Chinese hamster cells with a lesion in the CAD gene (cell line Urd-A) require exogenous uridine to survive. Uridine prototrophs could be isolated after introducing two recombinant plasmids containing overlapping fragments of a cloned Syrian hamster CAD gene. In contrast, no uridine prototrophs were obtained after introducing a plasmid containing only one of the two overlapping fragments. DNA restriction analysis showed that the prototrophic transformants contain a functional CAD gene which was formed by a recombination event in the overlapping region of the two clones. Most of the recombination events involved homologous exchanges, and some of them apparently were reciprocal. In situ hybridization analysis revealed that the donated sequences were integrated at a single chromosomal site which was different in each transformant. These results demonstrate the existence of a recombination system(s) in mammalian cells that can catalyze homologous exchanges. Recombination between donated sequences is a means by which this system can be characterized and also utilized for the production of novel gene fusions.

The cloning and reintroduction into animal cells of a functional CAD gene, a dominant amplifiable genetic marker.

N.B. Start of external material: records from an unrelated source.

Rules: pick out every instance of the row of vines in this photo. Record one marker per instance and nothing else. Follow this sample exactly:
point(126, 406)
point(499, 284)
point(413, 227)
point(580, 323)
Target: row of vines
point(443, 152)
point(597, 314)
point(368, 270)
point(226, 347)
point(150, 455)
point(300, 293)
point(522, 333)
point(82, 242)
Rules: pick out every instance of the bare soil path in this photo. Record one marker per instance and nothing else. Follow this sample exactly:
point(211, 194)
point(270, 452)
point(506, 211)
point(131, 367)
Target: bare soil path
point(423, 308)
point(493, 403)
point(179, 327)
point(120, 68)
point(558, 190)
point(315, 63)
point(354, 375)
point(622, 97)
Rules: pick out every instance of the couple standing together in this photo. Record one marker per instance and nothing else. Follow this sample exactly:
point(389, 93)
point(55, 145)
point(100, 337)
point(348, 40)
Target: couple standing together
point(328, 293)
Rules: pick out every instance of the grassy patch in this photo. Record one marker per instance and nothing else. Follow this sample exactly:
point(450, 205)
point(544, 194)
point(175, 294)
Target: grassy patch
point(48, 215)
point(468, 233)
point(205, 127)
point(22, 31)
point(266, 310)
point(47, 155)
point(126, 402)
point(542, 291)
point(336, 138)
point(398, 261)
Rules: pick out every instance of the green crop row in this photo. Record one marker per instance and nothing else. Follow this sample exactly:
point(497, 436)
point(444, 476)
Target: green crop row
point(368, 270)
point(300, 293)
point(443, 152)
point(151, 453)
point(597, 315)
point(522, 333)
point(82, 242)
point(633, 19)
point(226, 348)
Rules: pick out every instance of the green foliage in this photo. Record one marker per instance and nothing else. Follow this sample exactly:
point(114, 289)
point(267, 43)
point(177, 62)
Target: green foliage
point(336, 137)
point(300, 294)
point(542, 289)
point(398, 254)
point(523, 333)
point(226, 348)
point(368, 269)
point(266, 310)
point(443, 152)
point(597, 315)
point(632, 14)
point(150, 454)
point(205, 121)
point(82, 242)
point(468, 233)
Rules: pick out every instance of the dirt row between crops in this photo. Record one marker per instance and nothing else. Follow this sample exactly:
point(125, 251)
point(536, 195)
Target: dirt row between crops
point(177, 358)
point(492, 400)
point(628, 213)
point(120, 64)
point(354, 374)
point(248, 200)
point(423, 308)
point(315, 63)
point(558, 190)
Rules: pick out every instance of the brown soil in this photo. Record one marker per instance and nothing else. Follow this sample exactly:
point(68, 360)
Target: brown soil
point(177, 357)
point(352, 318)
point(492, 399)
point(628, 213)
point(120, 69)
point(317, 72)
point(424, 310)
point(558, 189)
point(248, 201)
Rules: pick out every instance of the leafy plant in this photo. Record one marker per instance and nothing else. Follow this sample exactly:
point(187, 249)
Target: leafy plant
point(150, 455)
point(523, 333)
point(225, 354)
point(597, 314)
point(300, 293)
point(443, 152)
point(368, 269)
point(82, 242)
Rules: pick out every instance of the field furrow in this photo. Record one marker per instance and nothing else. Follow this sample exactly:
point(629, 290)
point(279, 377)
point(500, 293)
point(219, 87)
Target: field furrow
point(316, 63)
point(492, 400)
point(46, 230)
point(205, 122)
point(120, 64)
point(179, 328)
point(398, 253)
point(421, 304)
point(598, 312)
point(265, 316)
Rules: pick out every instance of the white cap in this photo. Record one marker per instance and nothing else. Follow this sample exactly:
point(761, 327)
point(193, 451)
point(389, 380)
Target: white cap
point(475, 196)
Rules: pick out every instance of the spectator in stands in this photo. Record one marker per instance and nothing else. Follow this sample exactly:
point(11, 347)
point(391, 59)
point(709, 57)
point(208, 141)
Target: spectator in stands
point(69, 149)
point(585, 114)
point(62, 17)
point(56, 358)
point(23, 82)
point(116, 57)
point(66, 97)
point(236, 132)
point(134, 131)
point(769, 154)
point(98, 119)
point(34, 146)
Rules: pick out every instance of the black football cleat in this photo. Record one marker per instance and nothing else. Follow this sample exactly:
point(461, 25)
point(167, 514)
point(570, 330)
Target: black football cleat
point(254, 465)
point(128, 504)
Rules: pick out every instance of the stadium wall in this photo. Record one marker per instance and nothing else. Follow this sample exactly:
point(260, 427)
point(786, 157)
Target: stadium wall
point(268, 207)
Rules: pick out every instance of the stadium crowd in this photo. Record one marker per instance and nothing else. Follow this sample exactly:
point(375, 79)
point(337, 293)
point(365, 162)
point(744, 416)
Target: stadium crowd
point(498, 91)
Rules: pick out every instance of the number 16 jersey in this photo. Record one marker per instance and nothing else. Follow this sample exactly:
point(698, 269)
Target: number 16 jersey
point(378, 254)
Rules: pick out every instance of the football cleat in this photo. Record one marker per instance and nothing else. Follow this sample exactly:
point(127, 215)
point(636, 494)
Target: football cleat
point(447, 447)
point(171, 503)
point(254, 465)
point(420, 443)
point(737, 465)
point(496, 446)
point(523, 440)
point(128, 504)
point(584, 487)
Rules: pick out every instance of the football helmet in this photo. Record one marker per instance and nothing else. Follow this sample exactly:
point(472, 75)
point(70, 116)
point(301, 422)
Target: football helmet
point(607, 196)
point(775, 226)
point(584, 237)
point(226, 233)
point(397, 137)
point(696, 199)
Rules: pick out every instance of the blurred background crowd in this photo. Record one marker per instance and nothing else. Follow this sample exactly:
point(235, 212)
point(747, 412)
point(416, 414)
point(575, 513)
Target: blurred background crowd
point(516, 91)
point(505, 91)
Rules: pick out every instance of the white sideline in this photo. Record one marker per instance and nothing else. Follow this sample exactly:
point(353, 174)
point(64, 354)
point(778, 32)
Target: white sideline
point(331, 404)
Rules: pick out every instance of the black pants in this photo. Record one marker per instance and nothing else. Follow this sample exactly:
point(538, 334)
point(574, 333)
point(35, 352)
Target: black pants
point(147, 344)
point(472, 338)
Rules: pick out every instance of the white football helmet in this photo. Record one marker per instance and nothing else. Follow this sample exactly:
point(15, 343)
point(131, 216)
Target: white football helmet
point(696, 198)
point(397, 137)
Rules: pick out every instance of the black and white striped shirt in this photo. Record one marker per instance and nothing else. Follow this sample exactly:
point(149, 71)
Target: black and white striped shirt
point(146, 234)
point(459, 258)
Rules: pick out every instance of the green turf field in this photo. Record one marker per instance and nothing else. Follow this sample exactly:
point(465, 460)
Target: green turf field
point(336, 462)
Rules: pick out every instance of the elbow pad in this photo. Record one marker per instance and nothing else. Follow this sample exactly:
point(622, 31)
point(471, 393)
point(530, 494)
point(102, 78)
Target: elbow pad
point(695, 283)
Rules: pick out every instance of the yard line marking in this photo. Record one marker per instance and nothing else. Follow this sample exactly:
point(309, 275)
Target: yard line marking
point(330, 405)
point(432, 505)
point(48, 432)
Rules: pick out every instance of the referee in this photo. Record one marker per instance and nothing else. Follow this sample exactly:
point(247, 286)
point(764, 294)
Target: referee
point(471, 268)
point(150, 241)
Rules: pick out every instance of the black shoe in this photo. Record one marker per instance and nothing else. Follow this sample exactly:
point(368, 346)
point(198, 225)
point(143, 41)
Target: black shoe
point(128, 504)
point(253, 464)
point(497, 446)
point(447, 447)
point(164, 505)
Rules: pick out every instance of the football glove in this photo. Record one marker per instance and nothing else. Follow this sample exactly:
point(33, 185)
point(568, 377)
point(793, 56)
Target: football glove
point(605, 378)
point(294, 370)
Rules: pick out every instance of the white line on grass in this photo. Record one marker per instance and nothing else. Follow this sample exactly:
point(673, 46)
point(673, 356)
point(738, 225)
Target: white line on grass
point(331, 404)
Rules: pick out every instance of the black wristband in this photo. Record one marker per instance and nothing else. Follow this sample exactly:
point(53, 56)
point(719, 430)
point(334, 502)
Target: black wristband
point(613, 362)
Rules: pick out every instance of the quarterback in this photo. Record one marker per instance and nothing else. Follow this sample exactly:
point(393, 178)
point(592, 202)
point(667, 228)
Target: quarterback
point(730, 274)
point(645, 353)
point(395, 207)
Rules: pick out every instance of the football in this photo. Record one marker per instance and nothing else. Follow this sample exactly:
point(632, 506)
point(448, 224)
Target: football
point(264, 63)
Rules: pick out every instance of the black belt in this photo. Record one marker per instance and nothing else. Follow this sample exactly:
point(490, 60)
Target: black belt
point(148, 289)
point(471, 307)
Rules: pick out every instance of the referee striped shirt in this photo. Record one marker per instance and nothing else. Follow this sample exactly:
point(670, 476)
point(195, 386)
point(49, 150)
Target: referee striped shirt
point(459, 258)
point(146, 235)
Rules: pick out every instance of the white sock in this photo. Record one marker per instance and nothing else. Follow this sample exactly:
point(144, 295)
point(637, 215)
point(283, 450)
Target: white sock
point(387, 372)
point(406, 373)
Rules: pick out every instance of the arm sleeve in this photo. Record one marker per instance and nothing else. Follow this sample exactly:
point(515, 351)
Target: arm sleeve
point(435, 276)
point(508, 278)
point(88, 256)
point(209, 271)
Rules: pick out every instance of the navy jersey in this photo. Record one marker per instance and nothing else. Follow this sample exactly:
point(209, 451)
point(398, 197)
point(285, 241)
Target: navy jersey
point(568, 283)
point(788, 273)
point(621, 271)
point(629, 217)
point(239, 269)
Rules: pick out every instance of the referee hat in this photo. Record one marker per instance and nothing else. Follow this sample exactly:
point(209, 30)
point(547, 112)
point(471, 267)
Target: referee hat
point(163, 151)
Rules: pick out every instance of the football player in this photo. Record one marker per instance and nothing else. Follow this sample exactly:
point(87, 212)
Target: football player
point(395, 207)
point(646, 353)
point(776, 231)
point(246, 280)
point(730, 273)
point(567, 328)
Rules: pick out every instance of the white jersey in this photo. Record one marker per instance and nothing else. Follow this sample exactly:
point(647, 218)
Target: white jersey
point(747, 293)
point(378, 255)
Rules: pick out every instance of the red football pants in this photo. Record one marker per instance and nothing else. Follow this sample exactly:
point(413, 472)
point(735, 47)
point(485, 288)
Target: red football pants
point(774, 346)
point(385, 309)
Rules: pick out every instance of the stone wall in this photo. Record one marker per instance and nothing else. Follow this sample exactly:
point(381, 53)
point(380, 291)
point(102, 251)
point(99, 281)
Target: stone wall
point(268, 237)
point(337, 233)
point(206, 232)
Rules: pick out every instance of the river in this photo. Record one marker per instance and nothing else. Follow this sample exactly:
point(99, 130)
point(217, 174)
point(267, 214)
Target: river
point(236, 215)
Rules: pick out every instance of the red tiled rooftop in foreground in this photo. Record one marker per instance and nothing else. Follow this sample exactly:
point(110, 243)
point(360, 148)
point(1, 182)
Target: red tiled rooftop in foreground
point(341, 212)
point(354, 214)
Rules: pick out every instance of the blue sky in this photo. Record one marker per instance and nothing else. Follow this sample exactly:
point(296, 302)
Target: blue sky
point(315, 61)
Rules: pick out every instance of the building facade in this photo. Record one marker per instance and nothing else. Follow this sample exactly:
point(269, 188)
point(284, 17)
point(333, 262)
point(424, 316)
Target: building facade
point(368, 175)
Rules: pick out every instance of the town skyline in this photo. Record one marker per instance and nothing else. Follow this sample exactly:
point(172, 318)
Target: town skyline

Rodent cells resistant to PALA, a specific inhibitor of the aspartate transcarbamylase activity of the multifunctional CAD protein, overproduce CAD as a result of amplification of the CAD gene. We cloned a functional CAD gene from Syrian hamster cells using a cosmid vector. Two independently isolated cosmids containing CAD genes have inserts 40 and 45 kb long. We introduced the cloned genes into CAD-deficient Chinese hamster ovary (CHO) cell mutants by fusing them with protoplasts of Escherichia coli containing the cosmids. We also introduced the cloned genes into wild-type CHO cells by selecting cells that became resistant to high concentrations of PALA following protoplast fusion. The transformants of the mutant and wild-type CHO cells contain multiple active copies of the donated Syrian hamster CAD genes. The cloned genes in three independent transformants are integrated into host-cell chromosomes at single locations identified by in situ hybridization. In two of these transformants, the genes are located in one X chromosome or in a chromosome resembling the X. In the third case, the genes are located in a small metacentric or rearranged chromosome.